Amanda Knox, an activist known for her wrongful conviction in Italy for the murder of her roommate in 2007, also appeared to have initially “liked” the post in May; her account no longer “likes” the post as of Friday. Notably, even CUNY, which previously boasted about how one of its alums had worked on Depp’s team, apologized for the email earlier this week.
Per a Buzzfeed report from May, other high-profile celebrities who “liked” the post and don’t seem to have unliked it include Vanessa “people are gonna die [shrug]” Hudgens, alleged serial abuser Ryan Adams, director Taika Waititi, Jennifer Aniston, Gemma Chan, Henry Golding, Zoe Saldana, Halle Bailey, Naomi Campbell, Dominic Fike, Heard’s co-star Jason Momoa, and more. And before that, stars like Courtney Love and Kate Moss very publicly shared supportive stories or messages about how Depp hadn’t abused them or had actively been kind to them—thus proving he couldn’t have hurt Heard, because everyone knows domestic abusers have also abused every woman they’ve ever encountered. Famous men like Depp’s pal Paul Bettany—who texted with Depp about “burning Amber” and “fucking her corpse”—and Fantastic Beasts director David Yates have also called Depp a stand-up guy and said they’ve never seen him hit a woman, so, surely, that must not have happened.
Depp sued Heard for defamation over a 2018 op ed she wrote in which she identified as a victim of domestic violence, two years after publicly accusing Depp of abuse. Even prior to the unsealing of the aforementioned court documents, Heard presented extensive evidence of the abuse she says Depp had inflicted on her over the course of their relationship, from damning audio and texts to witness accounts of the toll that the alleged violence had had on her.
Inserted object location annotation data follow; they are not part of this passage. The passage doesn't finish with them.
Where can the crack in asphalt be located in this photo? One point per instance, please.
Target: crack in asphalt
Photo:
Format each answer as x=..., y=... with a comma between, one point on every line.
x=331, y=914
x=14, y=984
Still, a jury ruled that Heard had defamed her ex-husband and must pay him $15 million. An anonymous male juror later went on Good Morning America and chastised Heard for her “crocodile tears,” and said Heard and Depp were “both abusive to each other.”
When the verdict came out, survivors across the country spoke up about the toll of the weeks-long, nationally televised trial, which aggressively perpetuated age-old victim-blaming myths and sexist tropes—including that if a woman reacts or responds to abuse from her partner, she’s no longer a victim but an abuser herself. The unsealed documents offer further examples of the extent to which Depp and his team relied on crude misogyny to attack Heard—but that, itself, isn’t a new revelation. There’s little excuse for anyone—including the high-profile celebrities who publicly market themselves as feminists and profit off of this marketing—to only just now realize everything that was fucked up about the trial. From a more cynical standpoint, perhaps they haven’t even changed their minds, but sense the tide is turning and that their names shouldn’t be attached to his post?
Learning and growth are important. But how many women have to be publicly retraumatized and relentlessly mocked by millions before enough is finally enough?